Des catapultes pour se défendre ou attaquer la police. Des cocktails Molotov sont fabriqués à la chaîne sur le campus d'une des meilleures universités de Hong Kong. Les étudiants pro-démocratie se préparent à une nouvelle bataille. Tous les moyens sont bons : les briques des trottoirs permettent d'ériger des barricades pour bloquer les routes.

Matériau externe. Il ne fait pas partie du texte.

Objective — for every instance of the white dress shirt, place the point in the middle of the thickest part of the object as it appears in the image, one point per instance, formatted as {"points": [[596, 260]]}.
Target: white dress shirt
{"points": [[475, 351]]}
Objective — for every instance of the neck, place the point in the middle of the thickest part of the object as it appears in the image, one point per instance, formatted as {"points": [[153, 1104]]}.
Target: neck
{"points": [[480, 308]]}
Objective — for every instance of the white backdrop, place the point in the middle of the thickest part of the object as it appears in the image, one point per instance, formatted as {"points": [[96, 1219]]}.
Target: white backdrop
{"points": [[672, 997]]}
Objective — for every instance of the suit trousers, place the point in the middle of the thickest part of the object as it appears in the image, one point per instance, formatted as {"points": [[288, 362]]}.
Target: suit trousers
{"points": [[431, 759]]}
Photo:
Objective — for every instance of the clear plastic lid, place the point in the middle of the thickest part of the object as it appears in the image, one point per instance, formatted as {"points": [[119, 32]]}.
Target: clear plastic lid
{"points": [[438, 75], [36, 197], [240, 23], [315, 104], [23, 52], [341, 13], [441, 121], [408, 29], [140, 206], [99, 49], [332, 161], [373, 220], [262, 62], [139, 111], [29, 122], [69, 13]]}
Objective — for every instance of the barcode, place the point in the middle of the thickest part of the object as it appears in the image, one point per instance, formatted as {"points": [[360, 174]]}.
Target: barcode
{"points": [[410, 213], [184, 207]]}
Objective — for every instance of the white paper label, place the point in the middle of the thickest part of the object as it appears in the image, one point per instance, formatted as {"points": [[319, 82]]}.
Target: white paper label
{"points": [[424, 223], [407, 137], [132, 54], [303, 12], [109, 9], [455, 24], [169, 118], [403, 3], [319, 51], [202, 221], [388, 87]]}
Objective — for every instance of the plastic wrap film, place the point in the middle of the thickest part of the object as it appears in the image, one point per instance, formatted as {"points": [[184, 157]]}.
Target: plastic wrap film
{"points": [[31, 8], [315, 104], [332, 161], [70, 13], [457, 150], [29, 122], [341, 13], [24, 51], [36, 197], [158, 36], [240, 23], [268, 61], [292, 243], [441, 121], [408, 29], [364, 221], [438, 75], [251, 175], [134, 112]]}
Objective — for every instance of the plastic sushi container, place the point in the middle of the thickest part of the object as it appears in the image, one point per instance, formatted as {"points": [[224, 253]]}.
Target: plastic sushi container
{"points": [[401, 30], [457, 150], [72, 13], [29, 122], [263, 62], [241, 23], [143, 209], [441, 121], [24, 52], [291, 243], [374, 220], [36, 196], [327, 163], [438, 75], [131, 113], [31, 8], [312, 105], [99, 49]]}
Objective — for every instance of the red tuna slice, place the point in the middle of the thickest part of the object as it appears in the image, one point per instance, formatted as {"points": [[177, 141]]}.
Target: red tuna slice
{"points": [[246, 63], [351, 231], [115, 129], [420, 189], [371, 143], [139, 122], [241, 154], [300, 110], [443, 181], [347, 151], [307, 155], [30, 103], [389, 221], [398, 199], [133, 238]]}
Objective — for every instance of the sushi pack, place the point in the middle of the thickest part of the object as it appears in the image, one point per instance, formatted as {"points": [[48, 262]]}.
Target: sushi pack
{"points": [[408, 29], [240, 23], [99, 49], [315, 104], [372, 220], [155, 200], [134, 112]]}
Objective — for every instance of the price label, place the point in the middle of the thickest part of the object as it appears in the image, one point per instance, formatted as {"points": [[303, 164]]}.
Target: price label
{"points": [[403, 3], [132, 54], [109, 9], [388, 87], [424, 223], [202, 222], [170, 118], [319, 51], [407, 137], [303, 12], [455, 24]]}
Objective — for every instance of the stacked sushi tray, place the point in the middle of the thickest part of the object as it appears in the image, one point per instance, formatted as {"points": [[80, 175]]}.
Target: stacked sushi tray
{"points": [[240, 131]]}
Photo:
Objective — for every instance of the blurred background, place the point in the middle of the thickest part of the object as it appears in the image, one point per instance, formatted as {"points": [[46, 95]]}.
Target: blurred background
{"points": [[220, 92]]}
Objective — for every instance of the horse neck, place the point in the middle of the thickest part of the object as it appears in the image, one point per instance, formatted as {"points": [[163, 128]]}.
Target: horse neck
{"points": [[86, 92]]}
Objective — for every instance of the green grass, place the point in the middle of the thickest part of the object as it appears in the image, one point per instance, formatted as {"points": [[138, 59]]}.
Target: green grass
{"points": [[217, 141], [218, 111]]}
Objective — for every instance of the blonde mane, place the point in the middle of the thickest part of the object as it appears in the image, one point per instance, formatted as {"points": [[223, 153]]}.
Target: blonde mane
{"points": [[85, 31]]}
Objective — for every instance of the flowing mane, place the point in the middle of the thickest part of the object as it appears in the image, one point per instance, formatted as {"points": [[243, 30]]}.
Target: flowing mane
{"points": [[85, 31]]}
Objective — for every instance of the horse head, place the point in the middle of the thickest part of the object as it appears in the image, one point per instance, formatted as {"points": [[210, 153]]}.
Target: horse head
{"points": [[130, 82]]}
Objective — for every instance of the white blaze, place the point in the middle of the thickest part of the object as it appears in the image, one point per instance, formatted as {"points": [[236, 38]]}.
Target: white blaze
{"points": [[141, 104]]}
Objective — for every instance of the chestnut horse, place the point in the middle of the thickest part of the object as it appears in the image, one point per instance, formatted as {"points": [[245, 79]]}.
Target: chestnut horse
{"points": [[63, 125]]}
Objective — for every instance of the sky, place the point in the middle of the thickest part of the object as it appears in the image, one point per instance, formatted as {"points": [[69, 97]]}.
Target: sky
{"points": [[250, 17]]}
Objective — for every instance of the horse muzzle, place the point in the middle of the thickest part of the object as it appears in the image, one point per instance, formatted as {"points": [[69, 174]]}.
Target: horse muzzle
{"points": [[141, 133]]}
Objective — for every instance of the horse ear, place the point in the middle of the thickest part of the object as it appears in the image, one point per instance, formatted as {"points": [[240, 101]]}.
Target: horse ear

Des affrontements de plus en plus violents

"Ils veulent nous empêcher de manifester, mais nous devons continuer", explique un manifestant. Jamais les affrontements avec la police n'ont été aussi violents. Des flèches et des pavés contre 1 500 bombes lacrymogènes et 1 300 balles en caoutchouc tirées par la police sur les contestataires les plus virulents. Depuis quatre jours, l'ex-colonie britannique est paralysée. Les métros sont à l'arrêt ou vandalisés. Les écoles sont fermées et les commerces baissent leur rideau. La ville de près de 8 millions d'habitants est sous haute tension. Les manifestations se poursuivent.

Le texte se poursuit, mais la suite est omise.